Fünf Stunden später saß sie in der dunklen Küche am Tisch, hörte sich auf dem Walkman eine Kassette mit entspannender Panflötenmusik an und nippte an ihrem dritten Glas Wein, als endlich Chase anrief. »Du hattest recht – das Podium war vollgestopft mit C4 und einem hübschen kleinen Zündmechanismus.«
»Habt ihr alles überprüft? Auch die Sitze?«
»Selbstverständlich. Aber nur dein Podest war präpariert. Der genaue Ablauf der Konferenz wurde schon vor einigen Wochen veröffentlicht. Die wissen also, in welchem Saal du deinen Vortrag hältst.«
»Na, jetzt geht es mir schon sehr viel besser.«
»Dir kann nichts mehr passieren.«
Stimmte das wirklich? »Irgendein Zeichen von Jack Winner oder Philip King?«
»Nein. Bevor wir alles durchsucht haben, haben wir uns vergewissert, dass niemand mehr in dem Gebäude war. Winners Firma hat vor zwei Tagen die ganze Elektronik am Podest installiert. Das war Teil des Vertrags mit Winners Schreinerei. Sie selbst oder ein paar ihrer Komplizen werden morgen wahrscheinlich auftauchen.«
Wahrscheinlich? Ein paar ihrer Komplizen? Seine vage Ausdrucksweise verstärkte ihre Angst nur.

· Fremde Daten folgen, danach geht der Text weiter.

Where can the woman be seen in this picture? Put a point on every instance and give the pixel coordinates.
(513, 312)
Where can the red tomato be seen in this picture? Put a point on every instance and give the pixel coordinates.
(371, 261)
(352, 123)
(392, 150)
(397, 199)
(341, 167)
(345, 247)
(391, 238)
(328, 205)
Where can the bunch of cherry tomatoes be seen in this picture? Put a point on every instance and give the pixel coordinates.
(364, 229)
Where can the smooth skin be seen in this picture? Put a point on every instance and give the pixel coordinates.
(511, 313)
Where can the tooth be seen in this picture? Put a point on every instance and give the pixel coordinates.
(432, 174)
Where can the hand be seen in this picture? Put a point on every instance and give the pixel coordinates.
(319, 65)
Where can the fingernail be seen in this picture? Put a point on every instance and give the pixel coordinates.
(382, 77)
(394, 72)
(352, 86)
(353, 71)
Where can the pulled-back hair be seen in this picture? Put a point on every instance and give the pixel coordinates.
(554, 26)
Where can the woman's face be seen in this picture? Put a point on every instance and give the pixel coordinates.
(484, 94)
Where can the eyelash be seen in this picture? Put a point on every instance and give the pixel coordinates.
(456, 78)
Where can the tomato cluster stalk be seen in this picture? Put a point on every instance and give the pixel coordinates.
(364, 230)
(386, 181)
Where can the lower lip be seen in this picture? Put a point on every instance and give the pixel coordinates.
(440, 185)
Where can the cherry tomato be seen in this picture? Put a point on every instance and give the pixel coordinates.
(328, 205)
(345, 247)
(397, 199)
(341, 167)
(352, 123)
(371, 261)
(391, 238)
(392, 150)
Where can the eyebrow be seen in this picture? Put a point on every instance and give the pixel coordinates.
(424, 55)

»Summer, hör zu. Das ist jetzt wichtig.«
Kam etwa noch mehr? Sie trank einen Schluck Wein.
»Trinkst du?«
Sie schluckte. »Wie kommst du denn auf die Idee?«
Er seufzte vernehmlich. »Bist du wenigstens so nüchtern, dass du morgen noch weißt, was ich dir jetzt sage?«
»Ich bin viel zu nüchtern, das kannst du mir glauben.« Sie knallte das Weinglas auf den Tisch. Ein Tropfen spritzte über den Rand, und sie wischte ihn mit einem Finger weg.
»Der Sprengstoff ist entsorgt. Wir haben den Zünder durch einen Empfänger im Podest ersetzt, der mit einem kleinen roten Licht verbunden ist – du siehst es am Rand des Pults. Wenn der Empfänger das Signal erhält, die Bombe zu zünden, blinkt das Licht auf. Dann hebst du die rechte Hand und fährst dir damit durchs Haar.«
»Aber du weißt, wer der Täter ist, Chase, oder?« Nur für den Fall, dass der Kerl einen Plan B hat, zum Beispiel eine Pistole in der Tasche.
»Wir brauchen noch Beweise. Wenn du das rote Licht blinken siehst, hebst du die rechte Hand und fährst dir damit durchs Haar. Hast du das verstanden?«
»Verstanden«, knurrte sie zurück.
»Und die Kevlar-Weste trägst du trotzdem. Komm eine halbe Stunde vor deinem Auftritt zu Eingang F. Eine FBI-Agentin nimmt dich in Empfang und hilft dir mit der Weste.«
Im Moment war er nicht ihr Liebhaber, sondern ein FBI-Agent. Es fiel ihr schwer, sich daran zu erinnern, wie sicher sie sich in seinen Armen gefühlt hatte. »Und wo bist du?«
»Hier und da. Diese Leute haben uns vielleicht schon zusammen gesehen. Wir sollten uns nicht verraten.«
Er hatte recht. Winner, King, verschiedene Komplizen – wer auch immer das sein mochte – könnten sie mit ihm in den Wäldern gesehen haben, in ihrem Pick-up, auf dem Feuerturm oder in Macks Wohnung. Wenn man sie jetzt wieder zusammen sähe, könnte das alles vermasseln. Und ihn ebenfalls zur Zielscheibe werden lassen. »Scheiße.«
»Alles in Ordnung, querida ?«
»Wenn du mich in den Arm nehmen könntest, wäre das nicht zu verachten.« Sie setzte das Glas an die Lippen und ließ den letzten Schluck Wein im Mund kreisen.
»Das muss bis morgen Abend warten. Schlaf gut, Summer. Te quiero .«
Sie musste erst schlucken, und bis sie die Worte »Ich dich auch« herausbrachte, hatte er bereits aufgelegt.
Blake tauchte in Schlafanzughose und T-Shirt neben dem Kühlschrank auf. »Du willst in den Arm genommen werden? Oder habe ich mich da verhört?« Er breitete die Arme aus.
»Ja, unbedingt.« Sie fiel ihrem Mitbewohner um den Hals.